Mortgage of $150,000 taken a year after purchase of 1.5 million dollar condo? The original purchase one year before mortgage was made with margin on stock account of $150,000. The reason is that at that time I did not have enough time to get a bank mortgage as if I waited deal would have fallen through, Can I deduct the mortgage interest starting when I actually got a bank mortgage?
No - the bank mortgage was used to pay off a margin loan, not to buy, build, or improve the home that it’s secured by.
For tax years 2018 through 2025, you can only deduct the interest from the amount of your loan that was used to buy, build, or improve the home that it’s secured by.
You cannot "grandfather" from the first loan, because it was not a mortgage - it was secured by stocks.

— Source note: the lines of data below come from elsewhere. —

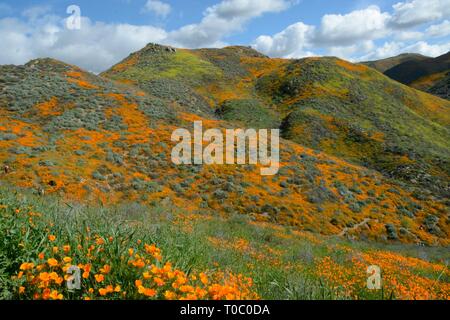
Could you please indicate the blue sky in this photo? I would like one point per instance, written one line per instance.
(110, 30)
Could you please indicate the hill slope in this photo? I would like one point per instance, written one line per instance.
(67, 131)
(383, 65)
(430, 75)
(328, 104)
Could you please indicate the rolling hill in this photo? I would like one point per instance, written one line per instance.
(427, 74)
(327, 104)
(363, 159)
(384, 65)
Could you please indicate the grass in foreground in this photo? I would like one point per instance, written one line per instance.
(136, 252)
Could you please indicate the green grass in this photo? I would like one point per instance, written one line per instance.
(185, 242)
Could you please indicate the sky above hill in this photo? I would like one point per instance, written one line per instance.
(110, 30)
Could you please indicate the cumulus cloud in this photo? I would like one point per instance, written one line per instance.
(293, 41)
(392, 48)
(223, 19)
(95, 47)
(416, 12)
(161, 9)
(439, 30)
(357, 33)
(366, 24)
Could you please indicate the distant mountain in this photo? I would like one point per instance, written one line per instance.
(385, 64)
(430, 75)
(344, 109)
(360, 152)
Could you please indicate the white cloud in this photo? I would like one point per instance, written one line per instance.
(223, 19)
(5, 9)
(354, 34)
(366, 24)
(431, 50)
(161, 9)
(96, 47)
(416, 12)
(392, 48)
(290, 42)
(439, 30)
(408, 35)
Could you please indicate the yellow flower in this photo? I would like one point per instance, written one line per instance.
(52, 262)
(55, 295)
(99, 277)
(103, 292)
(46, 294)
(44, 276)
(170, 295)
(26, 266)
(106, 269)
(159, 282)
(204, 278)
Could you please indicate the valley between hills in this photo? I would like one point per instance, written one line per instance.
(87, 178)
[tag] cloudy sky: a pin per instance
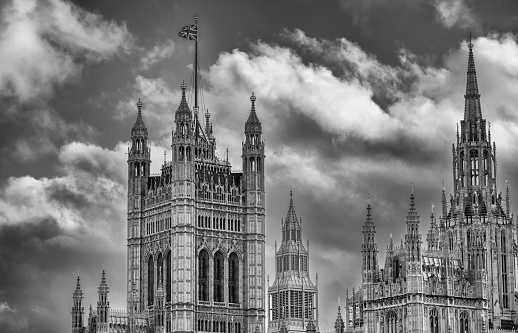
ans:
(355, 97)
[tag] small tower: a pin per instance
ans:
(159, 306)
(78, 309)
(292, 278)
(432, 238)
(369, 250)
(139, 162)
(253, 157)
(413, 238)
(103, 306)
(339, 322)
(254, 202)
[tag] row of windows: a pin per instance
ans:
(218, 326)
(185, 153)
(158, 225)
(295, 308)
(218, 277)
(155, 276)
(219, 223)
(293, 234)
(292, 262)
(474, 164)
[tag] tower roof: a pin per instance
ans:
(253, 125)
(292, 216)
(103, 287)
(78, 293)
(139, 128)
(183, 112)
(472, 110)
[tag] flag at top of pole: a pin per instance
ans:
(189, 32)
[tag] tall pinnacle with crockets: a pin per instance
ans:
(191, 32)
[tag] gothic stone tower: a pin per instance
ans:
(196, 230)
(293, 297)
(478, 222)
(78, 309)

Q: If you take a loan in 2020 (not a mortgage), loan used fully to buy a condo can you deduct the interest on the loan?
A: No. You cannot deduct the interest.
There are only three interest deductions available - business interest, investment interest and mortgage interest. The transactions you described do not qualify for any of these deductions.

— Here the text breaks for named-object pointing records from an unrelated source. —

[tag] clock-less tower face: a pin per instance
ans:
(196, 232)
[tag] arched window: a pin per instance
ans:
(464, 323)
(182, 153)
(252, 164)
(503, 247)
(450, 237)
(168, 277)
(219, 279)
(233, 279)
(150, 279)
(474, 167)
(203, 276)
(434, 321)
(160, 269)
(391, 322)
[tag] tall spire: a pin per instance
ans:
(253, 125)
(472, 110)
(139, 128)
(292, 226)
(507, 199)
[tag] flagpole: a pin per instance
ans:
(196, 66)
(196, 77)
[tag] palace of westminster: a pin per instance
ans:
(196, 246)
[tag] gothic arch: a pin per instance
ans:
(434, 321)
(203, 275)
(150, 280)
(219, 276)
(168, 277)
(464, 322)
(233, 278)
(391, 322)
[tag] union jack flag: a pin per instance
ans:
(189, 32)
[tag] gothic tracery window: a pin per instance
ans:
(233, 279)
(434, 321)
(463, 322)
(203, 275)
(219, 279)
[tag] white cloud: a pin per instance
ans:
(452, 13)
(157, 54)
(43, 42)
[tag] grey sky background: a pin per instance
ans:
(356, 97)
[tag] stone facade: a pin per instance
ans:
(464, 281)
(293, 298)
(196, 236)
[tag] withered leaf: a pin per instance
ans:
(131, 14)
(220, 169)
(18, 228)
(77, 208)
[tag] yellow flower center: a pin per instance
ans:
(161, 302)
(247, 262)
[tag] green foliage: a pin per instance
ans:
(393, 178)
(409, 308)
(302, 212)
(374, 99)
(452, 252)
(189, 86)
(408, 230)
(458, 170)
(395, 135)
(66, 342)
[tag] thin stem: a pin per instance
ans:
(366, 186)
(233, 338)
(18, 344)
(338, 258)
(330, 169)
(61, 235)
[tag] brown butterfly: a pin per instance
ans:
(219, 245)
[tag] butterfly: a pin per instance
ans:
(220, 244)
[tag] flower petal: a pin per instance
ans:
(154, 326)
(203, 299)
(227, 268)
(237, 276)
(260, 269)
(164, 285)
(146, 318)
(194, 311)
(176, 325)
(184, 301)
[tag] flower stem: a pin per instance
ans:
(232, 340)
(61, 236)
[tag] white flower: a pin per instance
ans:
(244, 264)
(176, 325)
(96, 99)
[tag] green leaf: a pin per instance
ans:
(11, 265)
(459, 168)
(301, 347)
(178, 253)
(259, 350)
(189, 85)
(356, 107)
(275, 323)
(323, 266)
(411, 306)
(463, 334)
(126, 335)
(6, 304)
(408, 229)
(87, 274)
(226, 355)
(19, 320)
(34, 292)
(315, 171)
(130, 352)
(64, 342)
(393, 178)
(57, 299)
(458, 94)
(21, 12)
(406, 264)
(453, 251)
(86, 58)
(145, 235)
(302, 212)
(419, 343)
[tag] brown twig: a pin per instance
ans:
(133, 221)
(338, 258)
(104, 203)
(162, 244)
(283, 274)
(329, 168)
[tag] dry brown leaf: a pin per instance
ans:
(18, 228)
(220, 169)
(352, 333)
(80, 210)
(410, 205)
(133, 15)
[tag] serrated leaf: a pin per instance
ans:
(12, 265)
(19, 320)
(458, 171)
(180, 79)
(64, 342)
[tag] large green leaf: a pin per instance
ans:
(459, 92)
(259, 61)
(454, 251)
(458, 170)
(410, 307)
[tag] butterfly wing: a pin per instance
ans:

Business interest doesn't apply, you bought a condo to live in, not as a rental property.
Investment interest doesn't apply: you bought a condo to live in, not as an investment.

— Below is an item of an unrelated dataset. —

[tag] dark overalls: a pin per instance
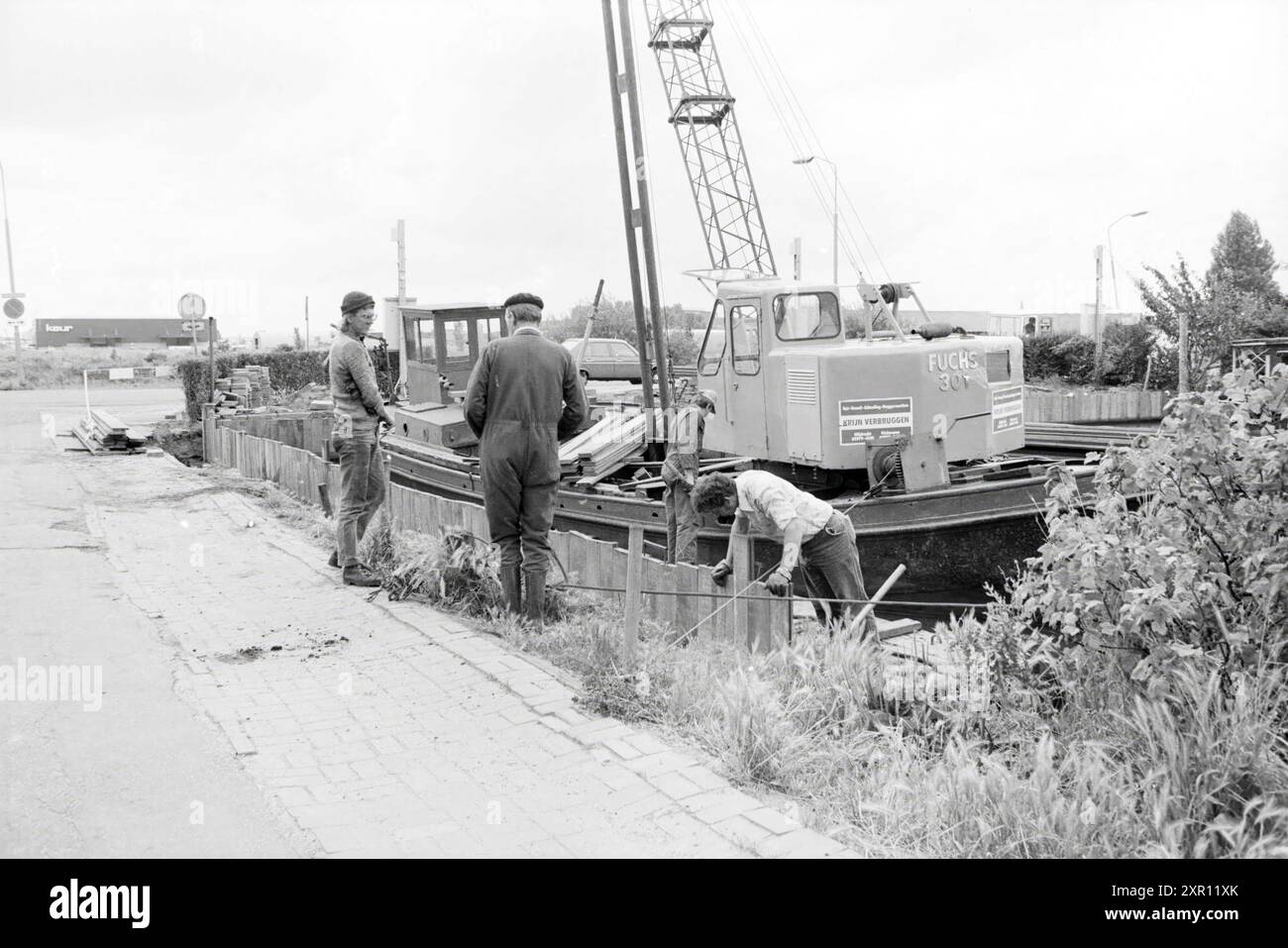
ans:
(524, 394)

What qualifies for the investment interest deduction:
"The deduction applies to interest on money borrowed to buy property that will produce investment income—interest, dividends, annuities or royalties—or that you expect to appreciate in value, allowing you to sell it at a gain in the future."
See:What Are Deductible Investment Interest Expenses? for an expanded discussion of this issue.
Mortgage interest doesn't apply: the loan was not a mortgage as it was secured by your stock holdings.
"Generally, home mortgage interest is any interest you pay on a loan secured by your home (main home or a second home). The loan may be a mortgage to buy your home, or a second mortgage".